Decreased bilateral SOD activities along with decreased GSH concentrations in the forebrain cortex post L-NAME injection contributed to oxidative development at the early time point. Thirty days post L-NAME injection showed improvements of an oxidative stress development parameter (increased GSH concentration). As a potential arginine analog in the specified experimental groups, L-NAME could overlap the toxic effects of AlCl3.

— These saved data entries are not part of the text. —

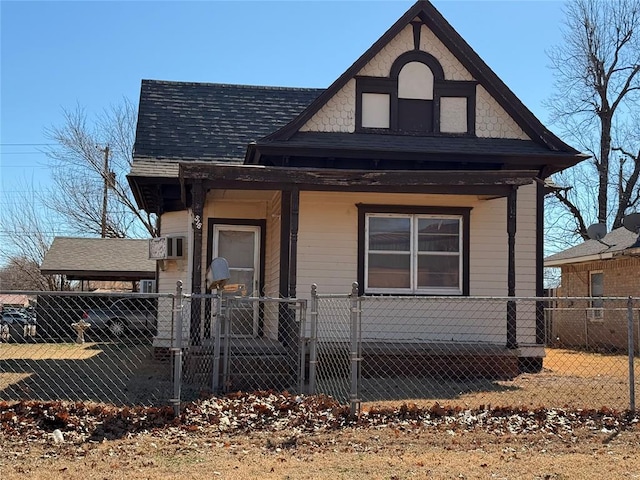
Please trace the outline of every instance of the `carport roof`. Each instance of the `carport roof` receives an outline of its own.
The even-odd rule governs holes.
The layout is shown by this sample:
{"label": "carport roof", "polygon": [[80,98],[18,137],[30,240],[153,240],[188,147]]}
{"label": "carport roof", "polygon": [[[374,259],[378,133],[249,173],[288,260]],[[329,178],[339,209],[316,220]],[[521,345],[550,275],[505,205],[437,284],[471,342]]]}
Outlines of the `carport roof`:
{"label": "carport roof", "polygon": [[70,280],[134,281],[154,279],[146,239],[56,237],[40,271]]}

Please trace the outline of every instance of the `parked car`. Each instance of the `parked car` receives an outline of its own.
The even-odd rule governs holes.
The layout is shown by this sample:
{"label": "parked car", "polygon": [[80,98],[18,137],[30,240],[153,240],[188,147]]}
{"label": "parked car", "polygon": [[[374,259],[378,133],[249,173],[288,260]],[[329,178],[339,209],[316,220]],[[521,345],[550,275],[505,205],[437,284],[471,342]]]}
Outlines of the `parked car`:
{"label": "parked car", "polygon": [[106,331],[114,337],[127,333],[153,335],[156,331],[156,304],[150,298],[121,298],[110,307],[85,310],[82,320],[89,323],[87,333]]}
{"label": "parked car", "polygon": [[28,342],[37,334],[35,316],[21,310],[5,309],[0,314],[0,341]]}

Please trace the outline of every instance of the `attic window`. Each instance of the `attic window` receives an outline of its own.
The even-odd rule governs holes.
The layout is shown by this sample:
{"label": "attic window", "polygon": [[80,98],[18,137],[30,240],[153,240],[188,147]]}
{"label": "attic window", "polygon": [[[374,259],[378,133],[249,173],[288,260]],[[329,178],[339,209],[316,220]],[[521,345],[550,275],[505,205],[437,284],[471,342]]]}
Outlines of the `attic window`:
{"label": "attic window", "polygon": [[424,63],[407,63],[398,74],[398,129],[433,131],[433,73]]}
{"label": "attic window", "polygon": [[356,130],[473,135],[475,92],[475,81],[445,80],[432,55],[406,52],[389,77],[356,77]]}

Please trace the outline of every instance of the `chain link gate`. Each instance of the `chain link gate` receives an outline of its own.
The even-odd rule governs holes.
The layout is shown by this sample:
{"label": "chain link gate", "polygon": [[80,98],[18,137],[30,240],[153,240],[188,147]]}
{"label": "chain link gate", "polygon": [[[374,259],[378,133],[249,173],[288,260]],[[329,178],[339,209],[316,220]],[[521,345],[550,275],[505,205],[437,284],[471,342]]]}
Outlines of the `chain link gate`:
{"label": "chain link gate", "polygon": [[203,392],[306,391],[306,300],[186,295],[182,314],[185,398]]}

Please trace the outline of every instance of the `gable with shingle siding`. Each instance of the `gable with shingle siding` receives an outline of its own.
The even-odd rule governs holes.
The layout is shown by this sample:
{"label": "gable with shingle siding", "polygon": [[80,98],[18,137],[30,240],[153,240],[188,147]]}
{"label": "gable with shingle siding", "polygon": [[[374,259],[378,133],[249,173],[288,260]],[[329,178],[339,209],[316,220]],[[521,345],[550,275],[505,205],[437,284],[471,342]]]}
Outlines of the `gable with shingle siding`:
{"label": "gable with shingle siding", "polygon": [[[446,80],[478,80],[425,25],[421,27],[420,50],[433,55],[438,60]],[[408,25],[382,48],[357,73],[357,76],[388,78],[393,62],[403,53],[411,51],[414,51],[413,28]],[[525,134],[517,122],[481,85],[477,86],[476,96],[475,133],[477,136],[530,140],[530,137]],[[300,132],[353,133],[355,131],[356,82],[354,79],[349,80],[300,128]]]}

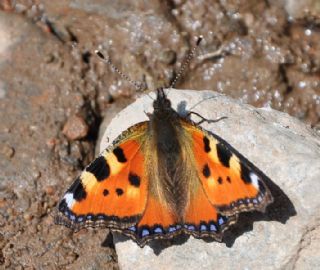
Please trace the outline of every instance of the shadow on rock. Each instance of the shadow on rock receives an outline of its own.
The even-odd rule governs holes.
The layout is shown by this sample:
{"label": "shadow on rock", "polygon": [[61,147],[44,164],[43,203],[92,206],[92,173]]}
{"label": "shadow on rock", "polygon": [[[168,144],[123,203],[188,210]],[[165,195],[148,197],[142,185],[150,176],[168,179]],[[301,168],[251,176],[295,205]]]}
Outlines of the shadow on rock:
{"label": "shadow on rock", "polygon": [[290,217],[297,214],[293,203],[275,183],[266,176],[264,182],[270,189],[273,203],[267,207],[265,213],[255,211],[240,214],[237,223],[224,233],[223,242],[227,247],[232,247],[240,235],[251,231],[255,221],[278,221],[285,224]]}

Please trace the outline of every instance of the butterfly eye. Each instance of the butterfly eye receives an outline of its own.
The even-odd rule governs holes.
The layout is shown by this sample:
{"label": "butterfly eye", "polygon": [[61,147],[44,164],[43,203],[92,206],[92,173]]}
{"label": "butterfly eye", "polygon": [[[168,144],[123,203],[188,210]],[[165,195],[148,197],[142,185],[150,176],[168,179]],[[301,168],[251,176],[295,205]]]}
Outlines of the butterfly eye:
{"label": "butterfly eye", "polygon": [[165,99],[164,105],[165,105],[165,107],[171,107],[171,102],[170,102],[170,100],[169,100],[169,99]]}

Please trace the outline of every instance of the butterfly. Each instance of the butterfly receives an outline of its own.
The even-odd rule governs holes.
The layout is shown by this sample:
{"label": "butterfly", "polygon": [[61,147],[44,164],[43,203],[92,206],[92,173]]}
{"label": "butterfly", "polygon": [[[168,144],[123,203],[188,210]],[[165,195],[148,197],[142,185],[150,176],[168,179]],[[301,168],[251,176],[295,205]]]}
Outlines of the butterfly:
{"label": "butterfly", "polygon": [[56,223],[108,227],[140,247],[179,234],[221,241],[241,212],[264,212],[266,176],[156,90],[149,120],[120,134],[74,181]]}

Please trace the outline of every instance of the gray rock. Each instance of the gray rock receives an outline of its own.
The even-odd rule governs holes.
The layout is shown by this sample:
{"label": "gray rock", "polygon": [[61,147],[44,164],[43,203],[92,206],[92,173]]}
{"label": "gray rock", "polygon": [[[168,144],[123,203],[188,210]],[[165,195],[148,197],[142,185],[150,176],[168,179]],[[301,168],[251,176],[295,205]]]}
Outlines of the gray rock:
{"label": "gray rock", "polygon": [[[150,94],[152,98],[154,93]],[[147,120],[152,98],[143,96],[112,119],[100,150],[129,126]],[[245,213],[222,243],[181,237],[140,248],[114,234],[121,269],[314,269],[320,265],[320,140],[299,120],[256,109],[210,91],[170,90],[173,108],[207,119],[202,126],[224,138],[272,179],[275,202],[265,214]],[[194,119],[196,121],[196,119]]]}

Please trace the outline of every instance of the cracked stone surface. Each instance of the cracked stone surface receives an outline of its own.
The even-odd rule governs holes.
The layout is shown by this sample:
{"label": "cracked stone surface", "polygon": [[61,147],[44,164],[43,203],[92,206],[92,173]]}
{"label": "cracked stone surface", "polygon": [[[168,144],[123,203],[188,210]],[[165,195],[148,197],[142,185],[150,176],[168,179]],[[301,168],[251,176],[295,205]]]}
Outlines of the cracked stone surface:
{"label": "cracked stone surface", "polygon": [[[154,93],[151,96],[154,97]],[[256,109],[210,91],[170,90],[180,113],[192,109],[218,134],[272,179],[275,202],[265,214],[245,213],[222,243],[179,237],[144,248],[114,234],[121,269],[315,269],[320,265],[320,139],[299,120],[269,108]],[[143,96],[117,114],[100,145],[102,151],[129,126],[147,120],[152,100]],[[106,123],[105,123],[106,124]],[[312,170],[310,170],[312,164]]]}

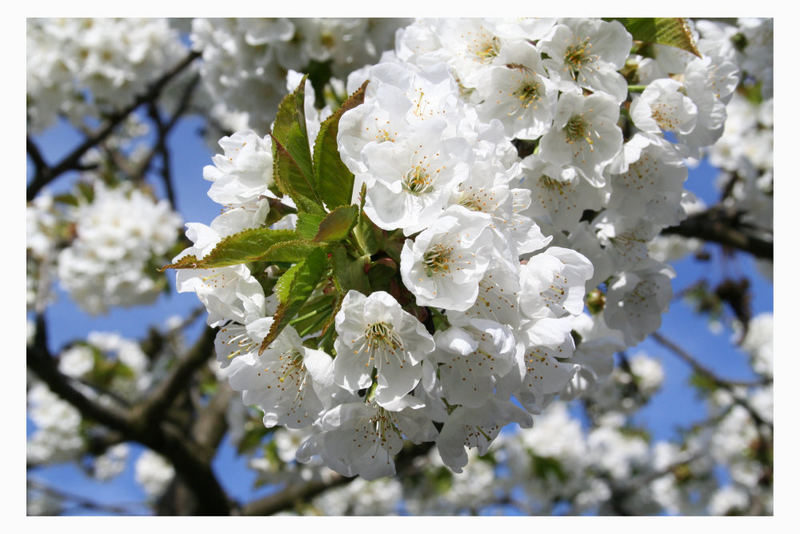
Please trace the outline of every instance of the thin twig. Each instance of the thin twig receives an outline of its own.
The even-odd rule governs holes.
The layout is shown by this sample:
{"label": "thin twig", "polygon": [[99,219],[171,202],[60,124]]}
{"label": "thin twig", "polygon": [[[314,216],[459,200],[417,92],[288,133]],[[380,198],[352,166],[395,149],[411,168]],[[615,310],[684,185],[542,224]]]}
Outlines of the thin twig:
{"label": "thin twig", "polygon": [[[68,501],[77,506],[80,506],[81,508],[86,508],[89,510],[97,510],[99,512],[107,512],[117,515],[145,515],[142,513],[132,512],[131,510],[126,508],[125,505],[99,503],[87,497],[82,497],[80,495],[74,495],[72,493],[67,493],[65,491],[58,490],[56,488],[50,487],[36,480],[30,480],[30,479],[28,480],[28,489],[44,493],[46,495],[49,495],[51,497],[54,497],[62,501]],[[144,504],[130,503],[127,506],[144,506]]]}
{"label": "thin twig", "polygon": [[156,125],[156,131],[158,133],[158,137],[156,139],[156,143],[153,146],[153,149],[148,154],[147,158],[142,163],[139,171],[134,176],[137,180],[144,179],[144,176],[150,169],[150,166],[153,163],[156,155],[161,156],[161,178],[164,181],[164,188],[167,192],[167,198],[169,199],[170,205],[174,208],[175,207],[175,191],[172,184],[172,166],[170,162],[170,152],[167,147],[167,137],[169,137],[170,132],[175,127],[178,122],[178,119],[186,112],[189,108],[189,104],[192,99],[192,94],[194,90],[197,88],[200,81],[199,76],[194,76],[192,80],[186,85],[181,94],[180,100],[178,101],[178,106],[175,109],[172,117],[166,122],[161,117],[161,114],[158,111],[154,102],[150,102],[148,106],[148,116]]}
{"label": "thin twig", "polygon": [[663,334],[660,332],[653,332],[650,334],[654,341],[659,343],[660,345],[668,348],[671,350],[677,357],[679,357],[684,362],[688,363],[689,366],[698,374],[701,374],[714,382],[716,385],[723,387],[725,389],[731,389],[734,387],[761,387],[772,383],[770,379],[761,379],[761,380],[733,380],[730,378],[721,378],[714,373],[711,369],[697,361],[691,354],[683,350],[681,347],[664,337]]}
{"label": "thin twig", "polygon": [[[72,152],[67,154],[60,162],[53,166],[44,166],[38,170],[34,174],[33,180],[31,181],[30,185],[28,185],[27,189],[27,197],[28,201],[33,200],[33,198],[42,190],[44,186],[58,178],[61,174],[76,169],[80,164],[80,159],[83,157],[89,149],[97,146],[98,144],[102,143],[106,137],[108,137],[112,131],[123,121],[125,118],[133,113],[136,108],[141,106],[146,102],[151,102],[155,100],[160,94],[167,83],[180,74],[186,67],[188,67],[195,59],[200,57],[199,51],[191,51],[180,63],[175,65],[172,69],[167,71],[163,76],[161,76],[158,80],[153,82],[150,87],[136,97],[134,101],[129,104],[127,107],[112,113],[111,116],[108,118],[107,123],[100,128],[96,133],[90,135],[86,140],[83,141],[80,145],[78,145]],[[32,144],[28,144],[28,151],[30,153]],[[41,156],[41,154],[40,154]],[[34,158],[32,155],[31,158]],[[44,160],[41,160],[44,161]],[[35,162],[35,160],[34,160]],[[34,163],[35,164],[35,163]]]}
{"label": "thin twig", "polygon": [[214,352],[214,329],[206,327],[189,352],[172,368],[170,374],[159,383],[144,403],[137,407],[146,420],[158,418],[183,391],[194,372],[208,361]]}
{"label": "thin twig", "polygon": [[746,399],[743,399],[735,390],[737,387],[760,387],[766,386],[772,383],[771,379],[762,379],[756,381],[743,381],[743,380],[729,380],[718,377],[713,371],[709,368],[702,365],[698,362],[692,355],[688,352],[680,348],[678,345],[670,341],[669,339],[665,338],[659,332],[654,332],[650,334],[651,337],[659,344],[663,345],[664,347],[668,348],[672,351],[673,354],[678,356],[680,359],[688,363],[692,369],[709,380],[711,380],[715,385],[721,387],[730,393],[733,402],[740,405],[742,408],[747,410],[747,413],[750,414],[750,417],[756,423],[756,425],[760,426],[767,426],[770,429],[773,428],[773,424],[769,421],[766,421],[761,415],[753,408]]}

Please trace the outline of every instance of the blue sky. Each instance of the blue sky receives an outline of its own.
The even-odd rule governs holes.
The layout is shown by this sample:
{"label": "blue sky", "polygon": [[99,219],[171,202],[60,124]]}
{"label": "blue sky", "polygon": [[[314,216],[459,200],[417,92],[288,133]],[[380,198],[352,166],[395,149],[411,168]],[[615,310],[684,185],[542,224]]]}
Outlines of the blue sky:
{"label": "blue sky", "polygon": [[[208,224],[219,214],[219,206],[207,196],[209,182],[202,179],[202,168],[211,163],[213,153],[197,135],[202,121],[188,118],[178,123],[169,140],[173,157],[173,175],[177,198],[177,208],[185,221]],[[59,124],[44,134],[36,137],[47,161],[57,161],[59,157],[71,150],[77,143],[71,127]],[[718,192],[713,186],[716,171],[703,162],[696,169],[690,170],[687,189],[702,198],[707,204],[714,204]],[[74,180],[71,176],[63,176],[50,188],[51,192],[59,192],[69,188]],[[150,183],[159,196],[163,197],[163,187],[159,179],[151,177]],[[721,260],[715,250],[711,262],[699,262],[692,257],[674,264],[677,277],[673,281],[675,292],[690,285],[698,277],[706,277],[715,284],[726,275],[748,276],[752,283],[753,314],[772,311],[772,283],[764,279],[755,269],[753,260],[737,254],[733,260]],[[169,275],[171,283],[174,275]],[[164,324],[172,315],[186,315],[198,305],[194,294],[162,295],[151,306],[136,308],[114,308],[106,316],[92,317],[77,308],[72,301],[59,290],[57,301],[47,310],[50,325],[50,348],[58,351],[60,347],[72,340],[85,339],[91,331],[117,332],[129,338],[141,338],[149,325]],[[661,332],[676,341],[705,365],[717,371],[720,376],[734,379],[750,378],[746,355],[732,346],[732,332],[728,329],[719,334],[712,334],[705,325],[706,319],[695,315],[691,309],[680,301],[674,301],[667,314],[663,316]],[[189,339],[193,339],[202,328],[203,321],[197,321],[188,330]],[[688,426],[693,421],[703,419],[702,402],[687,385],[690,370],[680,360],[660,345],[645,340],[627,351],[629,356],[639,351],[660,359],[664,366],[666,380],[660,393],[652,402],[641,410],[636,421],[646,426],[654,439],[676,438],[678,426]],[[28,433],[32,430],[28,424]],[[141,453],[140,446],[132,445],[131,460]],[[134,482],[133,461],[129,460],[125,472],[110,482],[97,482],[81,472],[74,465],[65,464],[48,468],[39,468],[31,473],[32,478],[47,481],[55,488],[68,490],[76,495],[91,497],[103,503],[142,503],[145,499],[143,490]],[[263,495],[269,490],[261,488],[252,491],[255,475],[248,470],[245,462],[237,458],[234,449],[227,440],[219,449],[214,460],[214,469],[226,490],[237,500],[246,501]],[[142,506],[132,507],[132,511],[145,513]],[[75,513],[89,513],[87,510],[75,509]]]}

At 3 h after L-NAME injection, there was a higher MDA concentration in the ipsilateral forebrain cortex compared to controls, while a lower MDA concentration was measured bilaterally in the forebrain cortex at 30 d post L-NAME application. The analysis of MDA concentration is a crucial parameter of membrane lipid destruction that demonstrates a protective effect for L-NAME in AlCl3-treated animals in contrast to AlCl3- and L-NAME- effects.
Glutamate excitotoxicity, oxidative stress and mitochondrial dysfunctions are common features that lead to neuronal death after Al intoxication. Nitric oxide alone, or in cooperation with ·O2- and ONOO-, is emerging as a predominant effector of neurodegeneration [5].
The present results revealed that NO-mediated neurotoxicity resulting from intrahippocampal aluminium injection spread temporally and spatially in the forebrain cortex, and suggested a potential neuroprotective effect for L-NAME.